LION, di Garth Davis
2016, 120 min
India centrale, fine anni ottanta. All’età di quattro anni, Saroo, secondogenito di una famiglia molto povera, chiede di seguire suo fratello maggiore Guddu al lavoro. In una stazione non distante dal loro villaggio natale, Saroo viene lasciato per qualche ora a dormire su una panchina ma al risveglio non trova alcuno attorno a sé. Alla ricerca del fratello, il bambino sale erroneamente su un treno deserto che non fa sosta e che lo conduce a Calcutta, città lontana 1600 chilometri. Sperduto nella caotica metropoli, non parlando la locale lingua Bengali, Saroo sopravvive per strada.

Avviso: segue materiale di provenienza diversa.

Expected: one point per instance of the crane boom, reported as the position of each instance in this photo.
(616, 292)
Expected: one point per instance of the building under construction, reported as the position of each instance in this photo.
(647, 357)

Ospitato da gente di malaffare, riesce a fuggire, per poi essere notato da un impiegato che parla la sua lingua, l’Hindi, e che lo porta ad un commissariato perché, attraverso la pubblicazione della sua foto sui giornali, qualcuno possa riconoscerlo. Saroo è uno delle migliaia di bambini abbandonati che vagano per la città, sicché non resta che la strada dell’orfanotrofio, dove vengono trattati assai rudemente. Giunge un giorno un’assistente sociale che si è interessata al suo caso e ha trovato una coppia di australiani disposti ad adottarlo. Così nel 1987 Saroo parte alla volta di Hobart, in Tasmania, dove cresce e diventa un uomo adulto. All’età di 25 anni Saroo è uno studente universitario a Melbourne, con numerosi amici ed affetti, anche indiani, ma non ha dimenticato le sue radici e la sua famiglia, per la quale prova un senso di colpa a causa della sua sparizione. Il giovane passa le sue serate su Google Earth alla disperata ricerca del suo villaggio natale, basandosi sui pochi ricordi, nella flebile speranza di ritrovare la madre e i fratelli.